Die russische Präsidentschafts-Kür ist keine Wahl, sondern eine Inszenierung. Und eigentlich hätte man gedacht, dass die Kandidatur Boris Nadeschdins die Putin-Show hübsch geschmückt hätte. Nach dem Motto: Seht her, liebe degenerierte Westler, in der Demokratie à la Putin ist durchaus Platz für einen Hofnarren, der ein wenig gegen die „Spezialoperation“ stänkern darf.

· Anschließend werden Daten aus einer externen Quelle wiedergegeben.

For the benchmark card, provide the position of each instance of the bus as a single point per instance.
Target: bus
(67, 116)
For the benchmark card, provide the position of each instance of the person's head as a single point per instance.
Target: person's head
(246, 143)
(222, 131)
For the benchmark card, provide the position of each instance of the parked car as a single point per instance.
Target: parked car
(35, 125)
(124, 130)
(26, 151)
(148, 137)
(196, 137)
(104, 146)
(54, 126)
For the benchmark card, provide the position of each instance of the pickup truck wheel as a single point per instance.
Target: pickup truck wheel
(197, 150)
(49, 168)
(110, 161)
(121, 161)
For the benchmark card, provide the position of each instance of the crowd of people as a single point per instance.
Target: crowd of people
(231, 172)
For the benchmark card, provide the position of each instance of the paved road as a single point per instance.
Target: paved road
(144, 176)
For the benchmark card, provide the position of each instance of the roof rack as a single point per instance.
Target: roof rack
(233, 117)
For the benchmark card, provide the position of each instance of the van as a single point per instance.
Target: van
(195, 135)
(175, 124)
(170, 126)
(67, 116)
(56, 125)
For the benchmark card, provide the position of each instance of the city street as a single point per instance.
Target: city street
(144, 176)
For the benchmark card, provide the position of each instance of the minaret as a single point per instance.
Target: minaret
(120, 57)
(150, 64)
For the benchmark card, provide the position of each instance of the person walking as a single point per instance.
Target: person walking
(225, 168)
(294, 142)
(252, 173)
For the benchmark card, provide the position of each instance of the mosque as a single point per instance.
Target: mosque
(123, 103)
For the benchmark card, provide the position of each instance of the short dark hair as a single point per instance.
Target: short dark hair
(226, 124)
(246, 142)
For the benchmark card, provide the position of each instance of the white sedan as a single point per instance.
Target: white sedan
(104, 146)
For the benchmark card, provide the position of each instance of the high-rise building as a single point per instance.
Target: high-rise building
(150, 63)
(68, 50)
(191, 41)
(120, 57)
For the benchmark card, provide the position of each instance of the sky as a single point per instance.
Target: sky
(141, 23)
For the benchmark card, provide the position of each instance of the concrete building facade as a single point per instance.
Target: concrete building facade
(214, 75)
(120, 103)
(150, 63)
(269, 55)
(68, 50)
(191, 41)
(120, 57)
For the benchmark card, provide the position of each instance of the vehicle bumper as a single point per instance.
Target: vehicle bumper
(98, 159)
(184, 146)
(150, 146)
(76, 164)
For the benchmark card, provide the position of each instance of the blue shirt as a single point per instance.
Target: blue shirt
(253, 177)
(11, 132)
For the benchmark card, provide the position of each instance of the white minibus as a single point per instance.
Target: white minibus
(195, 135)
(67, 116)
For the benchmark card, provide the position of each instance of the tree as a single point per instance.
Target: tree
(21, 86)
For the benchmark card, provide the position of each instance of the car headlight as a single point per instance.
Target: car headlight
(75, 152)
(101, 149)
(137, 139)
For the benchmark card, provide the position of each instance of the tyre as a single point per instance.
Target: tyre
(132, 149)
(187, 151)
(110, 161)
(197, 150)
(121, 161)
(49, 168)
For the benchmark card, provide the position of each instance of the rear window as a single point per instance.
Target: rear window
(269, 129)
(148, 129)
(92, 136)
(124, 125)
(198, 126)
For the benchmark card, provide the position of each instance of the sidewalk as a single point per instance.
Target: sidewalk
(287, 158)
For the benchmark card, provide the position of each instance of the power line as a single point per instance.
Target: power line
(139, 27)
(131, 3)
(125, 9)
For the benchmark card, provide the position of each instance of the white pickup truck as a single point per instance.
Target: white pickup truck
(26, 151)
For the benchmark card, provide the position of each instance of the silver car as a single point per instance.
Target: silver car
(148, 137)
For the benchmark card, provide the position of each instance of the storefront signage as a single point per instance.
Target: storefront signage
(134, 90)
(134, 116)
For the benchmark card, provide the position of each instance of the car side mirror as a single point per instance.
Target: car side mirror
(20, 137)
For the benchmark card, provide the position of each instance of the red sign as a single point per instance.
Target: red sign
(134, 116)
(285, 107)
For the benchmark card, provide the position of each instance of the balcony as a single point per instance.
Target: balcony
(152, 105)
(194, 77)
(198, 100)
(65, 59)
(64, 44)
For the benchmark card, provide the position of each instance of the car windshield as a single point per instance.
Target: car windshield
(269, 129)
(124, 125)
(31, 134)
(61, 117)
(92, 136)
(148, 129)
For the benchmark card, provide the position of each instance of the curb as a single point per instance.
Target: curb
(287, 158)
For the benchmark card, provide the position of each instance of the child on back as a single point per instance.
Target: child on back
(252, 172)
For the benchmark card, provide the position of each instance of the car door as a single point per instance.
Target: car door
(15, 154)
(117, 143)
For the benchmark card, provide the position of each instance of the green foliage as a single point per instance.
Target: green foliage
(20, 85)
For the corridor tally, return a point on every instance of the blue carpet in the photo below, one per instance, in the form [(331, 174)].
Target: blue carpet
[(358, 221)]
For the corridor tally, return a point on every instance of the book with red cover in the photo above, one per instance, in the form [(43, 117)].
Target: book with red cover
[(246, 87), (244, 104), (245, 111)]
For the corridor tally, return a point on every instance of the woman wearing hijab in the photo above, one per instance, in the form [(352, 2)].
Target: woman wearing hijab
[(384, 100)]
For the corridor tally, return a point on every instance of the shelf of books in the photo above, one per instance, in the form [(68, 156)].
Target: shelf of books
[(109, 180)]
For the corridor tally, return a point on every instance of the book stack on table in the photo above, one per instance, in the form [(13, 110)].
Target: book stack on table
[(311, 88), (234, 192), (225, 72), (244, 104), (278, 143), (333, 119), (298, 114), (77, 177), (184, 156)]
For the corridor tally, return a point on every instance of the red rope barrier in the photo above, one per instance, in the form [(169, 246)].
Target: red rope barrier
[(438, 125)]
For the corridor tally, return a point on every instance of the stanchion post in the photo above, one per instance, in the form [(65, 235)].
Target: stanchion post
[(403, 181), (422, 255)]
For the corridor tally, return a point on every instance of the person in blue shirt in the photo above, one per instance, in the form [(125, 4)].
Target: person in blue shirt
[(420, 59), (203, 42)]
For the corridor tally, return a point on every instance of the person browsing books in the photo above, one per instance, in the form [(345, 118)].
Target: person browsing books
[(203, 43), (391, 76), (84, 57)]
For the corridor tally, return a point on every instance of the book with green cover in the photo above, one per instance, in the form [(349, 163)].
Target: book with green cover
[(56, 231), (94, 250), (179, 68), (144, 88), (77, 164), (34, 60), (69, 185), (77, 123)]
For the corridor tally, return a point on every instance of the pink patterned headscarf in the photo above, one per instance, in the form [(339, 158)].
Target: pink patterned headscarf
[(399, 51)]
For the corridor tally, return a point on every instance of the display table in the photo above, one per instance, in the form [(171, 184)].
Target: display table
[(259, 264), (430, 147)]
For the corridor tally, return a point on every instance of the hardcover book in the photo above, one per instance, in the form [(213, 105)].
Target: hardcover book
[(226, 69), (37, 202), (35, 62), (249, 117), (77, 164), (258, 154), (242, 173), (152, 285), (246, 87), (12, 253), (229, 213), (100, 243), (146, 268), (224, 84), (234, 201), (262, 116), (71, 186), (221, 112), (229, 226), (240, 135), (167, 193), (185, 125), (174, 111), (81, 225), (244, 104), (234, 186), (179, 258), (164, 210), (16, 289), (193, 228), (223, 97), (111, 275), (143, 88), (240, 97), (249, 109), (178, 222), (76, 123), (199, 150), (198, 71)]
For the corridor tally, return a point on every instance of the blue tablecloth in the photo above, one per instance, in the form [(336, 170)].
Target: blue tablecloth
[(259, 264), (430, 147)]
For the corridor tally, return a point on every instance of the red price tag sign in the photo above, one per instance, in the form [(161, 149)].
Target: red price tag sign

Fast alle Beobachter waren sich einig, dass der seit vielen Jahren auf verlorenem Posten agierende Oppositionelle maximal zehn bis 15 Prozent der Stimmen hätte gewinnen können. Die Ablehnung der Kandidatur Nadeschdins unter fadenscheinigen Begründungen zeigt deshalb, dass Putin nicht einmal mehr den Anschein von Demokratie erwecken will. Zu unkalkulierbar scheint es für den Kreml-Herren zu sein, wie viele heimliche Gegner des Überfalls auf die Ukraine es trotz aller Propaganda gibt. Nichts soll bei der Präsidentschaftswahl den Eindruck stören, wie einhellig das russische Volk hinter dem großen Führer Wladimir Wladimirowitsch steht.
Nadeschdins Ankündigung, die Ablehnung vor Gericht anfechten zu wollen, hat keinerlei Aussicht auf Erfolg. Aber sie zeugt von großem Mut: Nadeschdins einstiger Weggefährte Boris Nemzow wurde erschossen – der 60-jährige Physiker weiß also genau, dass er mit seinem Leben spielt, wenn er Putin allzu sehr reizt. Nadeschdins Name verweist auf das russische Wort für Hoffnung. Jetzt steht er symbolisch für die Hoffnungslosigkeit der russischen Opposition.